Due to pressure from the covid-19 pandemic, the global airline industry is requesting changes to an international plan adopted in 2016 that was intended to lower aviation emissions.
Represented by the International Air Transport Association (IATA), airlines are asking the International Civil Aviation Organization (ICAO) to amend the Carbon Offsetting and Reduction Scheme for International Aviation (CORSIA), the Guardian reported.

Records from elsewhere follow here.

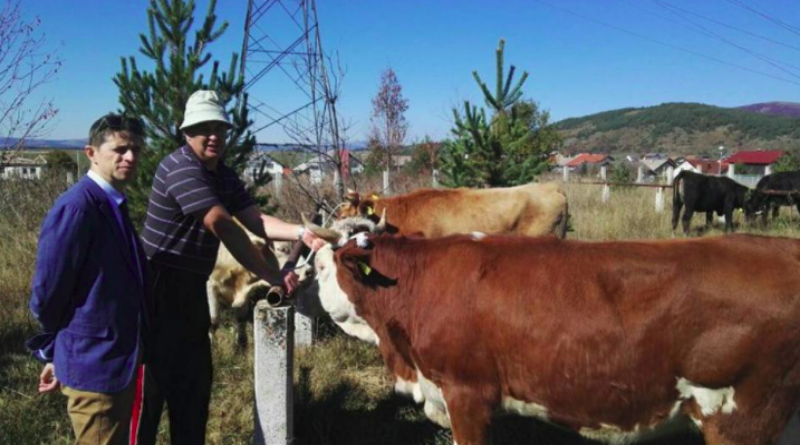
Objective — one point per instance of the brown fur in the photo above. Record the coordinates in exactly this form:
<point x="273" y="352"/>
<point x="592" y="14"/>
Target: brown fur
<point x="531" y="210"/>
<point x="598" y="333"/>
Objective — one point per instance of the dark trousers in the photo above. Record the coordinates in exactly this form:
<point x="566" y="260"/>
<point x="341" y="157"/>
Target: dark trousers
<point x="179" y="371"/>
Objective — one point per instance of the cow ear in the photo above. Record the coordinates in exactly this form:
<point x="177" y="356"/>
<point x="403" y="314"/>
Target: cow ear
<point x="367" y="207"/>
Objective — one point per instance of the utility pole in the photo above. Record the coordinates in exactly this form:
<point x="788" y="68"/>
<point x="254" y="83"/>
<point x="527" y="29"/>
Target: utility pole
<point x="291" y="92"/>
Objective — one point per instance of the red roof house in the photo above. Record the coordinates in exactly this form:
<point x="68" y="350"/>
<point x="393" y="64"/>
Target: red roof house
<point x="588" y="158"/>
<point x="760" y="157"/>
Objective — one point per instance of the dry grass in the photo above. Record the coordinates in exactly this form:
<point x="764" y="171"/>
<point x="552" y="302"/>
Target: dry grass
<point x="343" y="395"/>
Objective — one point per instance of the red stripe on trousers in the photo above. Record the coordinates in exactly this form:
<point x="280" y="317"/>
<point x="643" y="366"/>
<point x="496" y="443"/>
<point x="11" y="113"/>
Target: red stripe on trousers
<point x="138" y="399"/>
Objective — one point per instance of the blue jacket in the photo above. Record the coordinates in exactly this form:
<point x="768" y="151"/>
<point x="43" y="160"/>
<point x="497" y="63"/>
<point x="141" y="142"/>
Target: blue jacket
<point x="87" y="294"/>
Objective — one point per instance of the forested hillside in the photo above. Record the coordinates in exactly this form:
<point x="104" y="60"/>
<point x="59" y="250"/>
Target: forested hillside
<point x="678" y="128"/>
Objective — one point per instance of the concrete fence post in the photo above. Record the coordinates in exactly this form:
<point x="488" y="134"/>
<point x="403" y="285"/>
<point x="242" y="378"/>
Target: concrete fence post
<point x="387" y="188"/>
<point x="659" y="199"/>
<point x="274" y="355"/>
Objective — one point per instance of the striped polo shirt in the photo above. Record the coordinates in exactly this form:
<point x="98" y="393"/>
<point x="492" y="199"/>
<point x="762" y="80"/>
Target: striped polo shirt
<point x="172" y="236"/>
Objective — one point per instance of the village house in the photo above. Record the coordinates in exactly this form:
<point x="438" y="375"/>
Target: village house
<point x="754" y="163"/>
<point x="22" y="167"/>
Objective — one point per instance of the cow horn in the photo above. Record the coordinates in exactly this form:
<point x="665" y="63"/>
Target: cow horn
<point x="328" y="235"/>
<point x="381" y="226"/>
<point x="351" y="196"/>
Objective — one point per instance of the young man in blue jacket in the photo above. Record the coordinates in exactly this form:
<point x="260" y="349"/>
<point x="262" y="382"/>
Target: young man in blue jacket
<point x="89" y="289"/>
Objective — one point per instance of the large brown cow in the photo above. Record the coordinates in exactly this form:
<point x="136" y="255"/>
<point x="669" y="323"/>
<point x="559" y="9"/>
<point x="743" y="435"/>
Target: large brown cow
<point x="532" y="210"/>
<point x="618" y="341"/>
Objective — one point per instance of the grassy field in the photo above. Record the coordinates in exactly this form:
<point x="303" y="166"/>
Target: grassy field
<point x="343" y="395"/>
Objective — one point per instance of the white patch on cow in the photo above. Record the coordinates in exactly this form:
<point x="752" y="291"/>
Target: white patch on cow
<point x="435" y="405"/>
<point x="710" y="400"/>
<point x="522" y="408"/>
<point x="335" y="301"/>
<point x="406" y="388"/>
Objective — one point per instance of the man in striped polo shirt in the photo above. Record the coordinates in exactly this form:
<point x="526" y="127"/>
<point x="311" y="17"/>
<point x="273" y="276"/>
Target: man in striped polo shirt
<point x="194" y="199"/>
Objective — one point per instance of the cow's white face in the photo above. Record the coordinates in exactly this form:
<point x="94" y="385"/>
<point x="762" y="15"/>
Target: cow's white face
<point x="335" y="301"/>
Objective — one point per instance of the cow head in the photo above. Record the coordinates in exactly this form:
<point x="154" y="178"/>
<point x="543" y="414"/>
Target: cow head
<point x="355" y="205"/>
<point x="326" y="293"/>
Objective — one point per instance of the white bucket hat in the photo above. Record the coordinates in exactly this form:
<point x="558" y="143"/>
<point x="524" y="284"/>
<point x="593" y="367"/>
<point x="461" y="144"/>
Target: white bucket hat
<point x="204" y="106"/>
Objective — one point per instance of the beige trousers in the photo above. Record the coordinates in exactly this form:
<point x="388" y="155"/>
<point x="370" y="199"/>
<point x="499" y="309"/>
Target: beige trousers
<point x="100" y="419"/>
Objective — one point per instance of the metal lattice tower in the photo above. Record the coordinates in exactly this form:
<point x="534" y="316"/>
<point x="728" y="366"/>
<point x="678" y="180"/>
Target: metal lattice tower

“Under the system, airlines have to pay to offset any growth in carbon emissions above a baseline set by the average emissions of 2019 and 2020,” according to the outlet. “The grounding of aircraft during the pandemic means the baseline will be far lower than envisaged, and the carbon targets much more challenging, if CORSIA goes ahead without changes.”
Collectively, the carbon offset program needs to raise between $4.95 billion to $22.39 billion annually from airlines, an April 2020 report from the London-based environmental group Green Alliance estimated.
IATA indicated that some of its member nations might have to pull out of the program if costs are too high, the Guardian noted. That possibility drew criticism from environmental groups.
“The existing CORSIA rules provide flexibility to governments to address suppressed activity in 2020, without any need to renegotiate the measure in a drawn out political discussion,” EDF International Counsel Annie Petsonk said in March, when the organization published a coronavirus and CORSIA analysis.
EDF found that the amount of credits that would be available for airlines to use would still be 2.5 to 3.5 times the amount the airlines need for the first three years of the program, Petsonk added. “These credits would be in addition to any reductions that may be available as airlines begin to shift to sustainable aviation fuels.”
IATA director general Alexandre de Juniac issued a statement this week requesting that governments worldwide provide the airline industry with financial relief from the covid-19 crisis including direct support, loans, and tax relief.
“We haven’t given up our environmental goals,” he told the Guardian. “After the recovery we will continue to reduce emissions and noise footprints — that hasn’t changed.”